College of Bioinformatics Science and Technology and Bio-pharmaceutical Key Laboratory of Heilongjiang Province, Harbin Medical University, Harbin, People's Republic of China.
J R Soc Interface. 2012 May 7;9(70):1063-72. doi: 10.1098/rsif.2011.0551. Epub 2011 Oct 13.
Numerous gene sets have been used as molecular signatures for exploring the genetic basis of complex disorders. These gene sets are distinct but related to each other in many cases; therefore, efforts have been made to compare gene sets for studies such as those evaluating the reproducibility of different experiments. Comparison in terms of biological function has been demonstrated to be helpful to biologists. We improved the measurement of semantic similarity to quantify the functional association between gene sets in the context of gene ontology and developed a web toolkit named Gene Set Functional Similarity (GSFS; http://bioinfo.hrbmu.edu.cn/GSFS). Validation based on protein complexes for which the functional associations are known demonstrated that the GSFS scores tend to be correlated with sequence similarity scores and that complexes with high GSFS scores tend to be involved in the same functional catalogue. Compared with the pairwise method and the annotation method, the GSFS shows better discrimination and more accurately reflects the known functional catalogues shared between complexes. Case studies comparing differentially expressed genes of prostate tumour samples from different microarray platforms and identifying coronary heart disease susceptibility pathways revealed that the method could contribute to future studies exploring the molecular basis of complex disorders.

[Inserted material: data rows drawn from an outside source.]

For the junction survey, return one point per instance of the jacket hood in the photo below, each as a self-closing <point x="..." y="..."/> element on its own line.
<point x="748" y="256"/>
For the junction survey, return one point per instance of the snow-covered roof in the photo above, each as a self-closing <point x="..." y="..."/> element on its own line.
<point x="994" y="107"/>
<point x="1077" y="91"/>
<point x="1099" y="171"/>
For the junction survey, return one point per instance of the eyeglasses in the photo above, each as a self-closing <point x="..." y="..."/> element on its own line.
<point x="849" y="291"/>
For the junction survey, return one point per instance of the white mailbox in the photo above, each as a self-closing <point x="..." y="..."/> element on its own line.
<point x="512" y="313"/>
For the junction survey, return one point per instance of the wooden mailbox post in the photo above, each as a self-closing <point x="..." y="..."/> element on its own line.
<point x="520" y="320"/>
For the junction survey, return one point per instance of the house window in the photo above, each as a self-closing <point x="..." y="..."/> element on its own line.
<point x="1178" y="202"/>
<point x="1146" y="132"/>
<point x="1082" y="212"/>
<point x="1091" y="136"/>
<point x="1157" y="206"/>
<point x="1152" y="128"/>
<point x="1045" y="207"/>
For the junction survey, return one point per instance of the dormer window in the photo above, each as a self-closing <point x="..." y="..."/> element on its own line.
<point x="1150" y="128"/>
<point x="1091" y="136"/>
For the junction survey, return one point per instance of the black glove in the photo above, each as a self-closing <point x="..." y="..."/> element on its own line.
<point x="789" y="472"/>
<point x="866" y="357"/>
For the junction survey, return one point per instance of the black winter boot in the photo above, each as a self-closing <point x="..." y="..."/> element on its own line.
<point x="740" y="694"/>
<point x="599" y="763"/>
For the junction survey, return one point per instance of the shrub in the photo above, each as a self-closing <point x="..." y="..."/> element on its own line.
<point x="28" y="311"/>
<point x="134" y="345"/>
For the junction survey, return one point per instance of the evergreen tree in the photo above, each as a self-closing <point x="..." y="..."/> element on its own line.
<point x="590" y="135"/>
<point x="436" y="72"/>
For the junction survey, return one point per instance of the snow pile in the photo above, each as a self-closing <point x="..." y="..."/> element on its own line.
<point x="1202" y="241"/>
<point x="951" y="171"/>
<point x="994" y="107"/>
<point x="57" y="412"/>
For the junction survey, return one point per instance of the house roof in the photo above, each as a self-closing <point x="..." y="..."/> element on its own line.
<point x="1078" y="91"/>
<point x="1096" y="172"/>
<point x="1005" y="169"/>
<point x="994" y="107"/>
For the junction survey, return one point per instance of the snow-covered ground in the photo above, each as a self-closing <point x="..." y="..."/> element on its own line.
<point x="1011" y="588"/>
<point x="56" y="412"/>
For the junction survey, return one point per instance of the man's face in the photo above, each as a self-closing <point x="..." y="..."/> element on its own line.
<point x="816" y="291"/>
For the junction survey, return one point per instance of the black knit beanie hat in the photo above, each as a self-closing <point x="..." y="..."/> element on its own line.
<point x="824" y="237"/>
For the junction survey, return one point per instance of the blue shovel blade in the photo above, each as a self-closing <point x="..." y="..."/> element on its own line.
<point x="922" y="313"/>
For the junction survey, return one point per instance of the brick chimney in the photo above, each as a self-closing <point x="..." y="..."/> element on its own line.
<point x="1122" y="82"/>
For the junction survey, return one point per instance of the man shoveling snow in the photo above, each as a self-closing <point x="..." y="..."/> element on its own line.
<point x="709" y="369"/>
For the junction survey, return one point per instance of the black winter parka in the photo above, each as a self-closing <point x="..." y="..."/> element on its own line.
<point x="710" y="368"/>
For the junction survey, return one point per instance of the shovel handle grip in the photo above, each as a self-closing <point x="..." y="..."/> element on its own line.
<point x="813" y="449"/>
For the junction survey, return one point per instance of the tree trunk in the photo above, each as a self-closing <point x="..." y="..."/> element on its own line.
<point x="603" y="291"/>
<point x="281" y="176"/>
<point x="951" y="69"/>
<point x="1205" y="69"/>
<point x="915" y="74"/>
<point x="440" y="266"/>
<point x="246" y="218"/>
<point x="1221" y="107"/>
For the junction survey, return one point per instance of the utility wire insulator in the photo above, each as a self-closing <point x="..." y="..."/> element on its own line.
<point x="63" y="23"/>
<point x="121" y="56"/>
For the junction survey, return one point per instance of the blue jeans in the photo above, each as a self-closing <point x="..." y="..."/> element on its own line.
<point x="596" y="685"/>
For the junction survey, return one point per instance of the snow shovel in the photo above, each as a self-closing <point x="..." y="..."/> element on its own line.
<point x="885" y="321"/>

许多基因集被用作探索复杂疾病遗传基础的分子特征。这些基因集是不同的,但在许多情况下彼此相关;因此,人们一直在努力比较基因集,例如评估不同实验的可重复性的研究。在生物学功能方面的比较已被证明对生物学家有帮助。我们改进了语义相似性的测量方法,以量化基因本体论上下文中基因集之间的功能关联,并开发了一个名为基因集功能相似性(GSFS;http://bioinfo.hrbmu.edu.cn/GSFS)的网络工具包。基于功能关联已知的蛋白质复合物的验证表明,GSFS 得分往往与序列相似性得分相关,并且具有高 GSFS 得分的复合物往往参与相同的功能目录。与成对方法和注释方法相比,GSFS 具有更好的区分能力,并且更准确地反映了复合物之间已知的功能目录。通过比较来自不同微阵列平台的前列腺肿瘤样本的差异表达基因,并确定冠心病易感性途径的案例研究表明,该方法可以为未来探索复杂疾病的分子基础的研究做出贡献。